A second rhythmic order is synchronized to approximately 3.00 h, with the attributes of maximal resting, for example regarding the heat production and metabolism, and with the maximal rhythmic order and general co-ordination. This should be considered in the sense of the generation of a general human-typical body and its organisation.

In the polar counterphase, the 3.00 h rhythm approaches the course of the phases of the psychic 12.00 h rhythm during daytime. In the opposite direction, the 12.00 h rhythm in its counterphase in the night during deep sleepiness relies on the 3.00 h rhythm.
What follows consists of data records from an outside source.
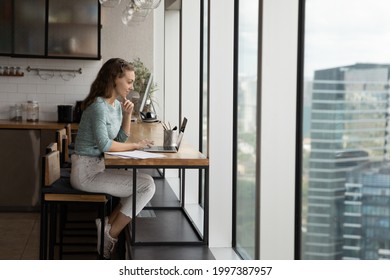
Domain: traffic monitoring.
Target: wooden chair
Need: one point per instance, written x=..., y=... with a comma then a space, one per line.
x=57, y=191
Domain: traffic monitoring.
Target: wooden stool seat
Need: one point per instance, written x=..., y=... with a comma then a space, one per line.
x=57, y=192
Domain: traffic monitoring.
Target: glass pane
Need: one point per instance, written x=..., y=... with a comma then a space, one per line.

The morning and evening types are distinguished from each other firstly by the frequency occupancy of the 12.00 h rhythm maxima set by local time and secondly by the phase shift of the reversal hours of the 12.00 h and 3.00 h rhythms. The variation seems to be relatively large during waking and going to bed, with a mean of 1 - 1½ hours but somewhat smaller at the synchronization times of approximately 12.00 h or 3.00 h.

The evening type tends to withdraw from the environmental rhythms of the world. This corresponds with the rapid and extensive capacity to change his synchronization, for example in night shift work, and with his efforts to develop the essential that can be learnt from the events experienced during the day. The morning type tends towards being active in the world. This strengthens their connection with the rhythms of the world.